Debate rages over siblings' access to popular school programs
Hite proposes end to policy that allows family members to receive preferential treatment
The debate over whether siblings should get preferential treatment when enrolling in specialty education programs in Prince George's County was revived last week, with school board members calling for a broader discussion about improving access to the popular programs.
Currently, if a child is enrolled in a county specialty program such as French immersion, biotechnology, talented and gifted, visual, creative and performing arts and Montessori and charter schools their younger siblings are generally allowed to enter the program if space is available, giving them an advantage over others who have to enter a lottery for a limited number of seats in the programs.
"While this is convenience for some families in the current process, it also results in a lack of access for others," Superintendent William Hite Jr. said at the Nov. 12 school board meeting.
Hite has proposed barring preferential treatment "on the basis of gender, race, national identity, family or sibling identity" for students enrolling in specialty programs.
The current procedure allowed parents to fill out a TAG-A-Long application for additional siblings if principals said space was available. Under the current proposal, TAG-A-Long applications would be eliminated.
Out of the 162 available seats in the French immersion program this year, 48 seats were filled by siblings, according to enrollment numbers from the department of pupil accounting, said Gladys Whitehead, director of curriculum.
"The board of education does not currently have a policy that allows or denies sibling enrollment," said board chairwoman Verjeana Jacobs (At large). "That is why we need to have this discussion."
Most board members argued that while allowing sibling admittance to specialty programs denies access to other students, Hite's proposal would not solve the problem.
"This proposal doesn't correct equity; It actually creates new problems," board member Heather Iliff (Dist. 2) said, adding that putting siblings at different schools would create difficulties for single-parent and large families.
Hite did not respond to board members' concerns and agreed to bring information regarding specialty program wait lists to the Dec. 7 school board meeting.
Robin Summerville, a mother of three children, told the board her eldest daughter's acceptance to John Hanson French Immersion in Oxon Hill was a blessing for her and her husband, who had hoped to educate the children in a bilingual atmosphere.
Summerville has two daughters enrolled in the school and planned to enroll her son in the pre-kindergarten program there next year.
Summerville, along with many parents, asked the board to consider grandfathering students enrolled in the program.

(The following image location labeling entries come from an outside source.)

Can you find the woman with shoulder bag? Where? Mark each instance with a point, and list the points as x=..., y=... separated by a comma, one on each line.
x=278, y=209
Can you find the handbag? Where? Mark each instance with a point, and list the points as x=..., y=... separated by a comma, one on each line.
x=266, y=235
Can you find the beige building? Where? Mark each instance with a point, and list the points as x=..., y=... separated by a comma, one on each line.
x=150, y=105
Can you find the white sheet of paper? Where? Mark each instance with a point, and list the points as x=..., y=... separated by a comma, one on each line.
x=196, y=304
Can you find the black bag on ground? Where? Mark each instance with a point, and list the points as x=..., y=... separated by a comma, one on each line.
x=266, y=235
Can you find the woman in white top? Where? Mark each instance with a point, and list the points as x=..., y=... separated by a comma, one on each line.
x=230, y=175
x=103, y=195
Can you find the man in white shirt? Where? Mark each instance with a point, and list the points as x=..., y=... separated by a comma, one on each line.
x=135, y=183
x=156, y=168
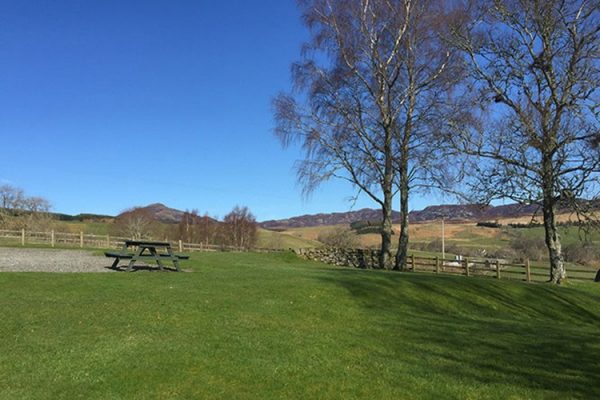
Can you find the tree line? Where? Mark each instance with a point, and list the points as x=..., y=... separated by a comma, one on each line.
x=238, y=228
x=486, y=100
x=21, y=211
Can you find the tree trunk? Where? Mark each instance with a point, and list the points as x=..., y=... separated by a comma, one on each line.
x=552, y=238
x=557, y=265
x=402, y=254
x=385, y=257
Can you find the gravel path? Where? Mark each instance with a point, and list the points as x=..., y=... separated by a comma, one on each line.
x=43, y=260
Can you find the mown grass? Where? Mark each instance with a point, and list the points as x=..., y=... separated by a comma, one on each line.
x=243, y=325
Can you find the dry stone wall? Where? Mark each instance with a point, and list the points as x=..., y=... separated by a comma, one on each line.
x=358, y=258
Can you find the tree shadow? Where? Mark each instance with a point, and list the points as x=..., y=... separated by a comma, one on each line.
x=483, y=332
x=137, y=268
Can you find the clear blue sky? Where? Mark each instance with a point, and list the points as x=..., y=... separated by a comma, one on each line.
x=105, y=105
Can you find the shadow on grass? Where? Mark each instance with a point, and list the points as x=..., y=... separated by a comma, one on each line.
x=480, y=331
x=137, y=268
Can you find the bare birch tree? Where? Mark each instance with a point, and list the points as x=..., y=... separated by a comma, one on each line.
x=357, y=90
x=534, y=67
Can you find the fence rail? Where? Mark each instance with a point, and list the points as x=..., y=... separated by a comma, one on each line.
x=85, y=240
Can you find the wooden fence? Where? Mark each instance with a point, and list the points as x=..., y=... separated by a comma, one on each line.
x=87, y=240
x=499, y=269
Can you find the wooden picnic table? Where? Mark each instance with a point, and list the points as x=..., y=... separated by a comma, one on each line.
x=146, y=251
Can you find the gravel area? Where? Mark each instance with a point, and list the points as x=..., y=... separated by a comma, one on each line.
x=44, y=260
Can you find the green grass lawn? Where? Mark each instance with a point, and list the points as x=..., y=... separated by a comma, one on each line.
x=270, y=326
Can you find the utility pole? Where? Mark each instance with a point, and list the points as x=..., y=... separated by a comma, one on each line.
x=443, y=242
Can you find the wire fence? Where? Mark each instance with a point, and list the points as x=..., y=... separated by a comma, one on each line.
x=87, y=240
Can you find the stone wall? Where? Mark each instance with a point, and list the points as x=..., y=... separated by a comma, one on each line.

"We understand wanting to discontinue sibling enrollment to open up the pool, but it's not fair to parents already in the program," she told the board.
If Hite's proposal is approved, board members agreed that families with children currently in specialty programs should have their other children grandfathered into the program.
"We need to look at the people we have in the program because we did not give them the offer to opt out," school board member Linda Thomas (Dist. 4) said. "I think we deserve to do something for the people that are already in it."
Hite said grandfathering families into the specialty programs would be a feasible compromise as it is "resource neutral" and would not cost the school system additional funds.
In an effort to increase enrollment without excluding siblings, some parents asked board members to consider expanding specialty programs.
Hite said increasing specialty programs is a major goal for the school system but added that it is not on the horizon this year.
"I would love to give you hope, but that hopes come with resources and at the moment resources are limited," Hite said.
"Let's say we use one of the consolidated schools to expand programming...it will still take additional resources," he said. "The actual expansion will follow resources."
Board member Rosalind Johnson (Dist. 1) agreed that program expansion would be the ideal solution but said other ideas will need to be considered.
"While sibling enrollment is wonderful, it also is harmful to access for others," Johnson said. "If we can find a way to get beyond the inequity of it, I'm with it. But until there is ample money to be able to expand, I will go with grandfathering."